The compressibility of water is $46.4\times 10^{-6} atm^{-1}$. This means that:
A. the bulk modulus of water is $46.4\times 10^{6} atm^{-1}$
B. the volume of water decreases by $46.4\times$ one-millionths of the original volume for each atmosphere increase in pressure
C. when water is subjected to an additional pressure of one atmosphere its volume decreases by \[46.4\%\]
D. when water is subjected to an additional pressure of one atmosphere its volume is reduced to $10^{-6}$ of its original volume.

Answer 1

Hint: Clearly, option C and D is not the answer. As in C, if we convert $46.4\times 10^{-6} atm^{-1}$ to percentage, we get $46.4\times 10^{-8}\%$. And in D, the value \[46.4\] is neglected. Leaving behind option A and B. To find the correct option, let use the definition of compressibility.

Formula used:
$K=\dfrac{\Delta P} {\dfrac{\Delta V}{V}}$ and $C=\dfrac{1}{K}$

 Complete step by step answer:
We know that, compressibility is defined as the reciprocal of bulk modulus, and bulk modulus is defined as the ratio of pressure applied to the change in volume.
Given that, compressibility $C$ of the water is $46.4\times 10^{-6} atm^{-1}$, then $C=\dfrac{1}{K}$. Then bulk modulus $K$ is $46.4\times 10^{6} atm^{1}$. But here A. is given as the bulk modulus of water is $46.4\times 10^{6} atm^{-1}$. See that though the value is correct, the unit is wrong.

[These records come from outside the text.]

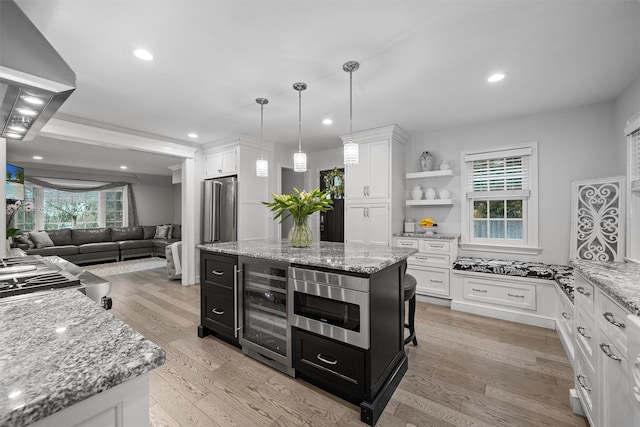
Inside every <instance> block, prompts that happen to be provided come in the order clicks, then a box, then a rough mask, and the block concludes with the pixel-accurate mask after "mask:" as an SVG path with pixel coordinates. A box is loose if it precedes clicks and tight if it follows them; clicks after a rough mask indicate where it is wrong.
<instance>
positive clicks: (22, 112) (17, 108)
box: [16, 107, 38, 116]
mask: <svg viewBox="0 0 640 427" xmlns="http://www.w3.org/2000/svg"><path fill="white" fill-rule="evenodd" d="M16 111H17V112H18V113H20V114H24V115H25V116H37V115H38V112H37V111H36V110H32V109H31V108H24V107H22V108H16Z"/></svg>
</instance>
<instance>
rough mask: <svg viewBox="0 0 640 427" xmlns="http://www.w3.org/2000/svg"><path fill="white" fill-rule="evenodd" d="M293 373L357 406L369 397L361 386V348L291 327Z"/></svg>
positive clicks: (364, 363)
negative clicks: (293, 341)
mask: <svg viewBox="0 0 640 427" xmlns="http://www.w3.org/2000/svg"><path fill="white" fill-rule="evenodd" d="M293 339H294V344H293V348H294V349H295V354H294V358H293V367H294V369H295V370H296V376H298V377H301V378H303V379H307V380H309V381H310V382H312V383H314V384H317V385H320V386H321V387H322V388H323V389H325V390H327V391H330V392H331V393H333V394H335V395H337V396H340V397H342V398H343V399H345V400H348V401H349V402H351V403H354V404H356V405H359V404H360V402H362V401H363V400H370V398H371V396H370V393H368V392H367V387H366V385H365V366H366V364H365V351H364V350H361V349H359V348H355V347H352V346H350V345H348V344H344V343H341V342H338V341H334V340H331V339H329V338H325V337H321V336H319V335H315V334H312V333H310V332H305V331H302V330H299V329H297V328H294V333H293Z"/></svg>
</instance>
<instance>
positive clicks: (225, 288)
mask: <svg viewBox="0 0 640 427" xmlns="http://www.w3.org/2000/svg"><path fill="white" fill-rule="evenodd" d="M237 265H238V262H237V257H235V256H230V255H219V254H212V253H208V252H202V253H201V255H200V326H198V336H199V337H200V338H203V337H205V336H207V335H209V334H213V335H215V336H217V337H220V338H222V339H224V340H225V341H228V342H230V343H232V344H234V345H236V346H237V345H238V337H237V324H238V309H237V271H238V267H237Z"/></svg>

Thus it is not the correct option. Also the unit of bulk modulus is $N/m^{2}$ and not \[atm\].
Then the only option left is B. Let us check it also.
As we know that $K=\dfrac{\Delta P} {\dfrac{\Delta V}{V}}$ from its definition. Then rearranging, we get $\dfrac{\Delta P}{K}=\dfrac{\Delta V}{V}$. If $\Delta P=1$, we have $46.4\times 10^{-6} =\dfrac{\Delta V}{V}$.
Where $\dfrac{\Delta V}{V}$, is the fractional change in the volume.
Clearly, this implies that the volume of water decreases by $46.4\times$ one-millionths of the original volume for each atmosphere increase in pressure.
Thus the answer is B. the volume of water decreases by $46.4\times$ one-millionths of the original volume for each atmosphere increase in pressure.

Note:
To find the correct option start discarding options. Then use the definition of the quantity to identify the options. Also be careful with the missing terms, or powers and units. Here though all the options look similar, there are small changes in the units and terms.